No doy crédito a lo leído y escuchado: ¿es la gestión del sistema nacional de salud algo «simbólico»?

En estos días en que la mayoría está pensando en sus vacaciones veraniegas, he leído y escuchado unos titulares que me han provocado un asombro del que trato de salir sin conseguirlo. Hace tiempo que no compartía unas reflexiones a través de estas líneas, pero, tras pensarlo un poco (no mucho, la verdad), me siento obligado a ponerlas por escrito, y, si no es mucho pedir, pediros que reflexionéis unos minutos sobre el presente y el futuro a corto plazo que nos estamos preparando entre todos.

En las negociaciones para la investidura de un nuevo Gobierno de una parte se ofrecen tres Ministerios, uno de ellos es el de Sanidad y de la otra parte que según dice busca un gobierno de coalición se desdeña aduciendo entre otras cosas que son «responsabilidades simbólicas«. Y no sé qué me preocupa más, si quien en otra época y durante tiempo defendió la Sanidad como un pilar del Estado de Bienestar y que ahora parece no estar interesado, o el que a quien pretende gobernar un país y la Salud de su ciudadanía le parece algo “simbólico”.
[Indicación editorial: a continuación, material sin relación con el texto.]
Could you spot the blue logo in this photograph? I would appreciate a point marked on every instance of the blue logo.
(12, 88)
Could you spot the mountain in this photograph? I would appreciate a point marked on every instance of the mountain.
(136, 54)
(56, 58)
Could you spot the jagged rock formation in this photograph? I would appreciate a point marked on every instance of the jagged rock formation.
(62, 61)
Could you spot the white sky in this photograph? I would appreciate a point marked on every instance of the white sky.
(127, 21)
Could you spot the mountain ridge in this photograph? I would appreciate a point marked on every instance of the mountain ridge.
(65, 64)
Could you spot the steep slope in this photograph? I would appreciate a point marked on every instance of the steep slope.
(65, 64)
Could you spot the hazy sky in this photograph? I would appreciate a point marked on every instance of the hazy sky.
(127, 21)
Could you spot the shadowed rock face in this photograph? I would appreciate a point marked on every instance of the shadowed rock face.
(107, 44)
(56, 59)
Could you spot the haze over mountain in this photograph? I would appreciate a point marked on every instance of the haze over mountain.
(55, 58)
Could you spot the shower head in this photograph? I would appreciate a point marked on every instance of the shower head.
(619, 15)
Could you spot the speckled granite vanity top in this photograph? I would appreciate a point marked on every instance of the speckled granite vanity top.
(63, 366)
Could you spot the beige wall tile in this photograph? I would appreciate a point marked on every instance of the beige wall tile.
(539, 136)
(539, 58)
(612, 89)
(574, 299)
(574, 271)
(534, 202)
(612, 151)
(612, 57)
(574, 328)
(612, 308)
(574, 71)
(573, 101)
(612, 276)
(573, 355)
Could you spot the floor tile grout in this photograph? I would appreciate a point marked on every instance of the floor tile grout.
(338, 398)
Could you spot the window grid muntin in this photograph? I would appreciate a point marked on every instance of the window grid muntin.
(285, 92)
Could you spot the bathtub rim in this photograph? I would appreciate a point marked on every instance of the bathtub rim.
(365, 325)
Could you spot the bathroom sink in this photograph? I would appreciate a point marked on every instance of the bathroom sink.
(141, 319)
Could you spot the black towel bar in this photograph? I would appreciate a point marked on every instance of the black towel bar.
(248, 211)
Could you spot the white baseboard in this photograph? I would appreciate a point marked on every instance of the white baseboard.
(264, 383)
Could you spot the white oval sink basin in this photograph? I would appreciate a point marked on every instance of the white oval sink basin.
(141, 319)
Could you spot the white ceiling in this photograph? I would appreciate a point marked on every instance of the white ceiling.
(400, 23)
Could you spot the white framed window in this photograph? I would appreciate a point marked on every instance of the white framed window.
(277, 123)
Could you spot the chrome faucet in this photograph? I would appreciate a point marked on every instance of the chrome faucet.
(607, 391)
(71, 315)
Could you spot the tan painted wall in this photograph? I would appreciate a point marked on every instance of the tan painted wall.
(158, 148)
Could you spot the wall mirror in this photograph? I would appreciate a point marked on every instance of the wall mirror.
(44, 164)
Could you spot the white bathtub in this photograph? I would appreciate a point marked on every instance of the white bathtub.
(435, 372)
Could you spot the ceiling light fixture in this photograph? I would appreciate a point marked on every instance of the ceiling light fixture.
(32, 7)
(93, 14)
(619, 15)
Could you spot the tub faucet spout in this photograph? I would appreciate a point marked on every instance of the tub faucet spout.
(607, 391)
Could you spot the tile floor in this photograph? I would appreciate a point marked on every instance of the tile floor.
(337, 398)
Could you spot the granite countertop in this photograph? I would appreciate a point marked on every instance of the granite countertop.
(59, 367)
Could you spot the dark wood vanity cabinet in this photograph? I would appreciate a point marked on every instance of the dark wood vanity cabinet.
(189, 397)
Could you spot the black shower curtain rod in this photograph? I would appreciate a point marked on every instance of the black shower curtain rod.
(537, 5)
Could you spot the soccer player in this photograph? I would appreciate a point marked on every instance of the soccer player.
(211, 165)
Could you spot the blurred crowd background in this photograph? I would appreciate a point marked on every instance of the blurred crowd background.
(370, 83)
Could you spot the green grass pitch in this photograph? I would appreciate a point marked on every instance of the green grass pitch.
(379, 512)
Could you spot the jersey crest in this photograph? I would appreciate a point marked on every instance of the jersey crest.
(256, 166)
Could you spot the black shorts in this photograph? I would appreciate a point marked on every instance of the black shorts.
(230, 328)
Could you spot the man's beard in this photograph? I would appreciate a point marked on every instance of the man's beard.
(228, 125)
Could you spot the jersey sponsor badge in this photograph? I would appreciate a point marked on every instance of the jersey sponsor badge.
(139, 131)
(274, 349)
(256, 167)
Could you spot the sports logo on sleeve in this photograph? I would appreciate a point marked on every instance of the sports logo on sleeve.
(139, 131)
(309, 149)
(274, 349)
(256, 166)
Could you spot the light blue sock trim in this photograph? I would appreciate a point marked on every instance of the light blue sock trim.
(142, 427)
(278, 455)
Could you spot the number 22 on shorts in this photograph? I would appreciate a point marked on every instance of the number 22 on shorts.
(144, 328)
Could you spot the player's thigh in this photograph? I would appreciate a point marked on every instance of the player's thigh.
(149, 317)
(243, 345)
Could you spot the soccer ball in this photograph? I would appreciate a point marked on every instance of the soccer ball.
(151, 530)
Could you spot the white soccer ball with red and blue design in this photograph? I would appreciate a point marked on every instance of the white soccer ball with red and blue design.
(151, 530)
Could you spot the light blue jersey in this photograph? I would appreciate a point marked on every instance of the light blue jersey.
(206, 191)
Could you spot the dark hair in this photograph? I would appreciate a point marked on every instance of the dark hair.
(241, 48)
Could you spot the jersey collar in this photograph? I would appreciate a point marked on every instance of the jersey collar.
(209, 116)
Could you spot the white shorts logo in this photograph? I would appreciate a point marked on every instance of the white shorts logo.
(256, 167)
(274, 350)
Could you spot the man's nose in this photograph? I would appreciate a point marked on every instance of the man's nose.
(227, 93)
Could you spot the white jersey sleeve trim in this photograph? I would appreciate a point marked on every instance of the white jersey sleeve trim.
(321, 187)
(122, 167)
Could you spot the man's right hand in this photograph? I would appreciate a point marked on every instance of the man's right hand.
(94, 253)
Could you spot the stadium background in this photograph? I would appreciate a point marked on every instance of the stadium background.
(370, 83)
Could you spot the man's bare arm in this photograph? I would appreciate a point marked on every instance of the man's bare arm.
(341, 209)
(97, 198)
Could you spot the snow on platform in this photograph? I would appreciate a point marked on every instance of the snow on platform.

Por desgracia llevamos bastante tiempo viendo y padeciendo como nuestros responsables políticos de todos los colores, unos más que otros, no están a la altura de lo que la Salud significa para el mundo en general y para nuestra sociedad y ciudadanía en particular. Quizás una razón de peso haya que buscarla en el cortoplacismo de su visión, si es que la tienen, que no va más allá de colocarse de cara a las próximas citas electorales. Uno puede pensar ¡Qué vas a decir como profesional sanitario que eres!, pues no, simplemente lo hago como alguien que reflexiona sobre una información que está al alcance de todo el mundo.

La Ley General de Sanidad Ley 14/1986, de 25 de abril, General de Sanidad, tiene ya 33 años, y aunque ha sido una historia de éxito, que nos ha llevado a tener excelentes indicadores que nos sitúan entre los mejores sistemas sanitarios del mundo, existen nuevos retos a los que hacer frente para los que no estamos preparados. El entorno es global, digital, disruptivo, veloz, muy veloz y cambiante y los pacientes/las personas estamos en el centro buscando productos y/o servicios que nos permitan vivir con mayor calidad de vida, dado que nuestra expectativa es de las mayores del mundo y la cronicidad ya forma parte de nuestras vidas.

Necesitamos un Ministerio de Sanidad fuerte, que lidere el cambio que el Sistema Nacional de Salud necesita y la sociedad exige. Al Ministerio de Sanidad le corresponde proponer, ejecutar (y liderar, que no se nos olvide) la política del Gobierno de nuestro país en materia de Salud, pero también planificar y velar por que se preste la asistencia sanitaria en todo el territorio con criterios de equidad en el acceso. Para asegurar a las personas el derecho a la protección de la Salud, también ha de proponer y ejecutar la política del Gobierno en materia de cohesión e inclusión social, de familia, de protección y de atención a las personas más desfavorecidas.

Hablaré de todo lo anterior próximamente en este blog y compartiré datos y más datos que corroboran todo lo anterior, pero de entrada ¿hay alguien que considere que la responsabilidad de gestionar la Salud del conjunto de la ciudadanía es algo “simbólico”? Que levante la mano.